Separately, CFIUS has long since been focused on the extent that information can be collected in vast quantities and the corresponding ability for foreign intelligence to manipulate that information. Recent legislation modernizing CFIUS, the Foreign Investment Risk Review Modernization Act (FIRRMA), explicitly extends to foreign investors’ access to personally identifying information (PII) of U.S. citizens, making it clear that CFIUS will continue to scrutinize foreign acquisition of U.S. businesses that collect or maintain sensitive PII of U.S. citizens. Indeed, CFIUS has forced divestiture of U.S. businesses where the collection of sensitive information was at issue, as was the case with Grindr.
Similar in some ways to CFIUS, Team Telecom, the interagency national security review body that reviews certain licensing applications referred to it by the Federal Communications Commission (FCC) for national security and law enforcement concerns, recently recommended in June that the FCC deny an application by Pacific Light Cable Network (PLCN) and backed by Facebook and Google for a submarine cable system that would have directly connected mainland U.S. and Hong Kong. Team Telecom raised concerns about PLCN’s Chinese owners and their relationship with China’s intelligence and security services. Team Telecom has previously recommended that the FCC take action with respect to other Chinese-owned telecoms.

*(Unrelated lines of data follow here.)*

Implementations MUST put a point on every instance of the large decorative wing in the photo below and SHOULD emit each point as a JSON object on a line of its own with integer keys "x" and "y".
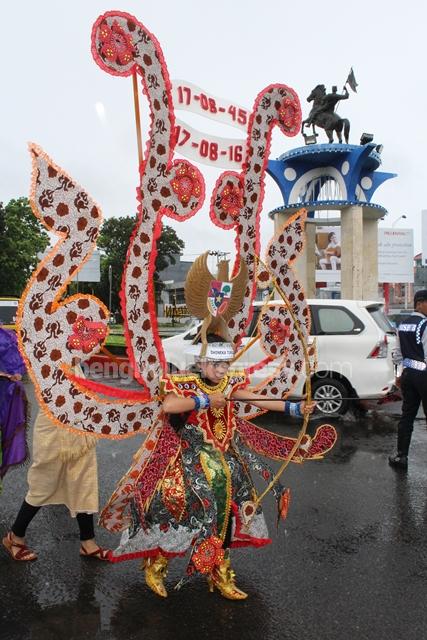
{"x": 197, "y": 287}
{"x": 239, "y": 283}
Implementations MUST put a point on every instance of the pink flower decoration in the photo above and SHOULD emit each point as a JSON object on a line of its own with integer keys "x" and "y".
{"x": 86, "y": 334}
{"x": 232, "y": 199}
{"x": 278, "y": 331}
{"x": 288, "y": 113}
{"x": 117, "y": 44}
{"x": 186, "y": 183}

The Executive Orders also come on the heels of two other developments last week: the U.S. Senate’s unanimous vote to approve a bill prohibiting Federal workers from using TikTok on government-issued devices and the Secretary of State’s announcement to expand the Clean Network Program in an effort to protect the nation’s critical telecommunications and technology infrastructure. Taken together, these developments signal an all tools approach to curb the perceived threat to national security presented by vulnerabilities in ICTS infrastructure and supply chain.
Conclusion
Should ByteDance divest its ownership interest of TikTok, the effect of the Executive Order on TikTok’s operations is ultimately nullified. It should be noted, however, that CFIUS retains its authority to review any acquisition of TikTok, and any such acquisition would necessarily need to ameliorate any national security concerns of the committee. This argues in favor of acquisition of TikTok’s U.S. assets by a U.S. entity.
The date by which a deal is rumored to be struck, September 15, should be on the radar for those with interests in TikTok. Should any acquisition fall through, TikTok would be subject to the EO when it goes into effect five days later on September 20, 2020. Because the TikTok EO targets transactions with ByteDance, other transactions involving ByteDance could remain subject to the order notwithstanding whether TikTok is still owned by the company.
The EO regarding WeChat is potentially further reaching as the scope of the order could extend to investment relationships and business dealings with companies in China. At stake could also be the payments and e-commerce platform that many U.S. companies use to access the Chinese market. Depending on how it’s implemented, many could find their communication connections severed and ability to do business hindered. Finally, a separate question left open is whether the Administration will use these EOs as templates for similar action against other Chinese-owned companies and apps in an effort to further protect the ICTS supply chain.